Since Lft is closely related to LIX1 and LIX1-L, and indeed LIX1-L is functionally homologous to Lft, our studies of Lft identify regulation of mammalian Fat and Ds homologues as the likely cellular functions of LIX1 and LIX1-L. Consistent with this inference, these proteins could bind to the cytoplasmic domain of human FAT4, and a BLASTP search with a short sequence motif of Fat common to Ds and FAT4 (WEYLLNWGPSYENLMGVFKDIAELPD, Fig. 1C) identifies these three proteins plus the mammalian Ds homologues DCHS1 and DCHS2 as the five closest matches in protein databases. This sequence motif also exhibits weak similarity to a region of E-cadherin that has been identified as contributing to binding to β-catenin (Clark et al., 1995; Huber and Weis, 2001), but there is no obvious primary sequence similarity between Lft and β-catenin, and Lft did not detectably affect E-cadherin staining.
Functional studies of LIX1 and LIX1-L in vertebrates have not yet been reported. However, feline LIX1 has been genetically linked to feline spinal muscular atrophy (Fyfe et al., 2006). Direct examination of human LIX1 in spinal muscular atrophy patients did not reveal any mutations (Fyfe et al., 2006; Parkinson et al., 2008). Nonetheless, the linkage of LIX1 and LIX1-L to Fat signaling suggests that other members of the Fat signaling pathway should also be examined as potential candidate susceptibility loci for this debilitating disease. Murine Fat4 has been shown to be required for normal PCP in the ear and kidney (Saburi et al., 2008), however, it is also highly expressed in the nervous system, as are murine Lix1 and Dchs genes (Moeller et al., 2002; Rock et al., 2005), consistent with the expectation that these genes will interact in mammals, and might influence nervous system development.

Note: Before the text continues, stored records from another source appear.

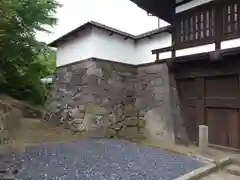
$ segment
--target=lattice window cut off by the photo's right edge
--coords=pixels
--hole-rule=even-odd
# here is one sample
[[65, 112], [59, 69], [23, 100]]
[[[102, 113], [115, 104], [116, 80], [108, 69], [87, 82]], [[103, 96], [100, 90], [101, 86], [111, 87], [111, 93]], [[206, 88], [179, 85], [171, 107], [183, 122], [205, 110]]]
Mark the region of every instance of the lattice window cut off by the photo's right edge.
[[233, 34], [240, 31], [240, 2], [223, 7], [223, 33]]

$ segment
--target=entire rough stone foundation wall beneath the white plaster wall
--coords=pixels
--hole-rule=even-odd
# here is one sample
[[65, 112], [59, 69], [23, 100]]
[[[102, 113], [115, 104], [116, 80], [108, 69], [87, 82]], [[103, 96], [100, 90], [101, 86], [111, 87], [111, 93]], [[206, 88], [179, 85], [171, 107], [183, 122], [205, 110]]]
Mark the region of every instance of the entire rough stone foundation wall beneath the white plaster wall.
[[97, 136], [172, 141], [177, 123], [169, 82], [165, 64], [89, 59], [59, 67], [46, 120]]

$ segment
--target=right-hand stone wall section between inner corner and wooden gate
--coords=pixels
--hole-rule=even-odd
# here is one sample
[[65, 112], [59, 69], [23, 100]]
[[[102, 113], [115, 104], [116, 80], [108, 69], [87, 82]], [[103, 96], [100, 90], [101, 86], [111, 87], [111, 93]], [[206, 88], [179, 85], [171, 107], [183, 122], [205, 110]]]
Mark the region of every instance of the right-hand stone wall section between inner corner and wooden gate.
[[136, 109], [146, 122], [147, 138], [174, 143], [167, 65], [156, 63], [139, 67], [136, 79]]

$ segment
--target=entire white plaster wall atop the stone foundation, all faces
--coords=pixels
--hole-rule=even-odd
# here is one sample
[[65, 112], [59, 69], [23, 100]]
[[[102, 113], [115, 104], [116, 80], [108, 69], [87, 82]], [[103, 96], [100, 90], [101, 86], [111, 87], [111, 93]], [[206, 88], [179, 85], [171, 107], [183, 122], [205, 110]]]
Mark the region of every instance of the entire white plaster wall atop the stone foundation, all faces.
[[[144, 64], [154, 62], [156, 56], [153, 49], [171, 46], [170, 33], [143, 38], [137, 43], [132, 39], [124, 40], [123, 36], [92, 28], [69, 38], [57, 48], [57, 67], [81, 61], [88, 58], [99, 58], [127, 64]], [[170, 58], [171, 53], [160, 55], [162, 59]]]

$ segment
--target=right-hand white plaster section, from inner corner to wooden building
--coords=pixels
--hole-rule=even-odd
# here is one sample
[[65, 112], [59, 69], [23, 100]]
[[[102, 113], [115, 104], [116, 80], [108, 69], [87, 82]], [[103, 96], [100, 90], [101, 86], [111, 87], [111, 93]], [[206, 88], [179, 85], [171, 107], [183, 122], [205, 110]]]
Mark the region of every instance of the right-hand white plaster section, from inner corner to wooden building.
[[[152, 50], [164, 48], [172, 45], [172, 36], [170, 33], [162, 33], [152, 36], [149, 38], [144, 38], [137, 43], [137, 53], [136, 61], [137, 64], [144, 64], [154, 62], [156, 60], [156, 55], [152, 54]], [[159, 57], [160, 59], [170, 58], [171, 53], [162, 53]]]

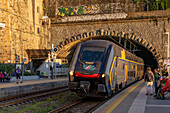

We thank Adnan Riaz for assistance in characterizing TILLING alleles, Qumiao Xu for assistance in characterizing the lft RNAi phenotype, the Developmental Studies Hybridoma Bank, the Bloomington stock center, the Seattle TILLING Project, M. Simon, C. Zuker, and the National Institute of Genetics (Japan) for antibodies and Drosophila stocks, and P. Francis-West for comments on the manuscript. This research was supported by the HHMI and NIH grant GM078620.